Всё бы ничего, только в глаза она мне за все время своего рассказа так ни разу и не посмотрела. И ее бархатистые щеки что-то слишком уж порозовели.
Наконец, Настя закончила свой рассказ и вскинула на меня глаза. Глаза, в которых я отчетливо уловил досаду. Как и в ее голосе, когда она сказала: “Если не перестанешь меня ревновать к каждому столбу, я, пожалуй, передумаю.”
Передумает выходить за меня. Отлично.
Нечего было тогда и затевать этот разговор. Говорить, как она боится меня потерять и прочую лажу, которую я, дурак, принял за чистую монету.
Я-то ее любил, в себе я не сомневался, но вот Настя…
Настя только принимала мою любовь.
В противном случае не давала бы поводов для ревности.
А поводы она давала регулярно.
– Ну брось, Дэн, – она, по обыкновению ласково, погладила меня по предплечью. Прижалась, обняла за торс, – Ну, тигренок…
Я не двинулся с места. Хотя, конечно, ощутил, что стремительно оттаиваю. Насте всегда мастерски удавалось спустить начинающийся конфликт на тормозах.
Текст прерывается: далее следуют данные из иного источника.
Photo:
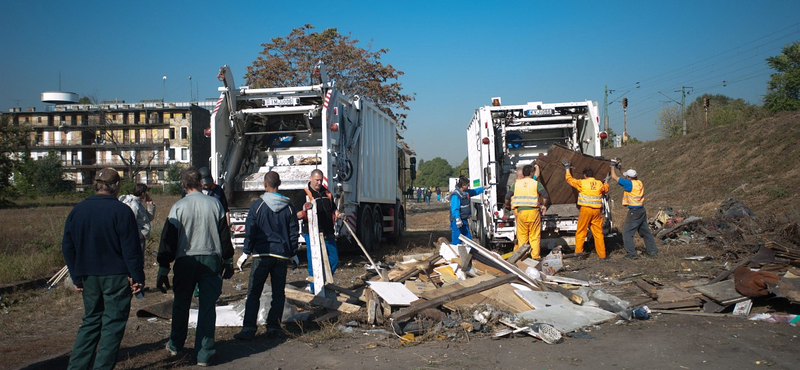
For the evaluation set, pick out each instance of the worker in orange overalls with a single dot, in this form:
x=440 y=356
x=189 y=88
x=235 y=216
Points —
x=524 y=198
x=590 y=194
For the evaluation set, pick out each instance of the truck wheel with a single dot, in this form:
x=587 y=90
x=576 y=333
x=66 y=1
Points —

– А ты этому… сыщику… ты ему свой телефон тоже оставила?
Настя подняла голову, посмотрела на меня серьезно.
Отрицательно мотнула головой.
– Нет. Да он и не спрашивал.
(Соврала, как обычно. Но не рассказывать же Дэну о том, как Волконский попросил ее телефон, на что она ответила игриво: “Вы же сыщик, вот и выясните сами…”)
Не выяснил. И выяснять не собирался.
…А следующей ночью он снова пришел в ее сон. Со своей ироничной улыбкой и теплыми золотистыми искорками в зеленых глазах.
Она шла ему навстречу, ускоряя шаг, она к нему почти бежала… но он все никак не приближался. Хоть и не отдалялся.
Он словно бы ждал.
Ее.
* * *
Вероника
“Заплатить все равно придется…”
…"Ведьма” жила в панельной девятиэтажке, на седьмом этаже. Лифт, к счастью, работал, хотя особого доверия Нике и не внушал (сама-то она с родителями проживала в трехэтажном кондоминиуме с огороженной детской площадкой, ухоженной придомовой территорией, в “хорошем”, тихом районе и подобные неблагоустроенные микрорайоны, вроде того, куда она отправилась (собственно, сама до конца не осознавая – зачем?) вызывали у нее отчетливый дискомфорт.
…Дверь открыла немолодая женщина. Непримечательная, в общем. В волосах седина, взгляд колючий. Уголки рта опущены – неулыбчивая…
–Простите, я от… в общем, мне вас рекомендовала Женя Бузина… -начала Ника, но женщина ее перебила, небрежно махнув рукой.